Bert Crowfoot has spent decades passion championing unbiased and inclusive news and reporting.

By Ali Abel

Indigenous and inclusive. Those are the goals Bert Crowfoot set out when he founded the Aboriginal Multi-Media Society of Alberta (AMMSA) more than 40 years ago.

“It’s not just about reporting the news to our readers and listeners,” says Crowfoot. AMMSA also owns three radio networks in Alberta: CFWE-FM, CJWE-FM and CIWE-FM (The Raven). “Our publications are a chance to teach all Canadians by sharing our language, stories from the Elders and the voices of our people.”

Crowfoot never planned on owning a national media organization. He was going to pursue a career as a coach after university, but when a friend approached him to cover a basketball tournament in Piikani Nation in southern Alberta for the Native People newspaper, his life took a new course.

“He must have liked my story and the pictures I took because he sent me back the next weekend to cover a hockey tournament in Kainai Nation and then he hired me as a sports reporter the next week.”

His journey through journalism wasn’t exactly easy. The publication had built up a deficit and employees had left. So, Crowfoot took on added responsibilities to keep the newspaper running like creating layouts and shooting photos on top of writing. Luckily, he had a good head for business and brought on a salesperson to help on the advertising side of things.

“Before we brought him on board, we were $100,000 in debt,” says Crowfoot. “We were out of debt and making money within eight months, which was great for a not-for-profit newspaper.”

Crowfoot was able to ride the waves of problematic boards of directors of a previous organization (Alberta Native Communications Society), funding cuts and deteriorating business relationships.

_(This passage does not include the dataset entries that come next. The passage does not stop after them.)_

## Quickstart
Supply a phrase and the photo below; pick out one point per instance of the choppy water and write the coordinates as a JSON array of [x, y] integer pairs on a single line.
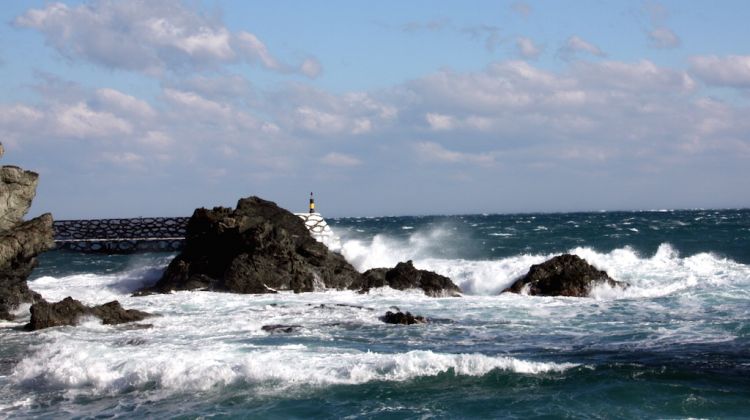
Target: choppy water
[[675, 344]]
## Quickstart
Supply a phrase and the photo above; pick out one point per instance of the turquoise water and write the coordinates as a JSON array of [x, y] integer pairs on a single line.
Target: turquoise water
[[675, 344]]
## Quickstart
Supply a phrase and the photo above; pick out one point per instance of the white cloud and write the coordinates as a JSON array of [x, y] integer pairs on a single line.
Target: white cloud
[[521, 8], [80, 121], [730, 70], [435, 152], [147, 36], [527, 48], [662, 37], [320, 113], [575, 45], [118, 101], [340, 159], [440, 122]]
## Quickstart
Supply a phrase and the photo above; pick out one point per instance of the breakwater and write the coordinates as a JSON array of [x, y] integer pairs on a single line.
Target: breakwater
[[117, 236]]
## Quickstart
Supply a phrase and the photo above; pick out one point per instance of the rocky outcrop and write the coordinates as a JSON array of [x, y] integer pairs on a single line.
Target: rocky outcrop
[[405, 276], [20, 242], [256, 248], [402, 318], [69, 311], [563, 275], [17, 189]]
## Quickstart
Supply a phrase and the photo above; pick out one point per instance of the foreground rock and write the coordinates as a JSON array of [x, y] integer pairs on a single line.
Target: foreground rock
[[69, 311], [405, 276], [20, 242], [17, 189], [564, 275], [402, 318], [256, 248]]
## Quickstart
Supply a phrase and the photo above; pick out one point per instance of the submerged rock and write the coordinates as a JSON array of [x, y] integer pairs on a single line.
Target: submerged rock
[[256, 248], [280, 328], [20, 242], [17, 189], [405, 276], [402, 318], [563, 275], [69, 311]]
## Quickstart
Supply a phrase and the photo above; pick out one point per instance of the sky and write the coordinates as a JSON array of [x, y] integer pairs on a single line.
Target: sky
[[154, 108]]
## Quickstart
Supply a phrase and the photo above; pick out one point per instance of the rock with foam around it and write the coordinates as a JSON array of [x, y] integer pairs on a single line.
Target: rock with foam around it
[[69, 312], [563, 275], [256, 248], [405, 276], [402, 318], [17, 190], [18, 250]]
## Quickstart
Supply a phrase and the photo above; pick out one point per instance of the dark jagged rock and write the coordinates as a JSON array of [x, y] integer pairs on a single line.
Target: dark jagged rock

With help from government funding, he launched AMMSA on March 18, 1983, later renamed Windspeaker.

Crowfoot attributes his long-term success to two things: his coaching experience and seeing what the future holds.

“The coach or leader’s attitude and actions reflect the team’s attitude and actions. If I’m calm, cool, and collected, my team will be too.”

He also kept an eye on the future, watching what was happening with technology and how that affected the print industry, allowing AMMSA to survive and thrive.

“If you refuse to look down the road and see what’s happening, you’ll miss opportunities. I’ve always tried to look around to see what’s coming next and to prepare for the change.”

Crowfoot’s resiliency and passion for sharing news in an unbiased and non-political fashion has earned him many accolades, most recently, he was named the recipient of the 2023 Achievement in Publishing Award from the Alberta Magazine Publishers Association.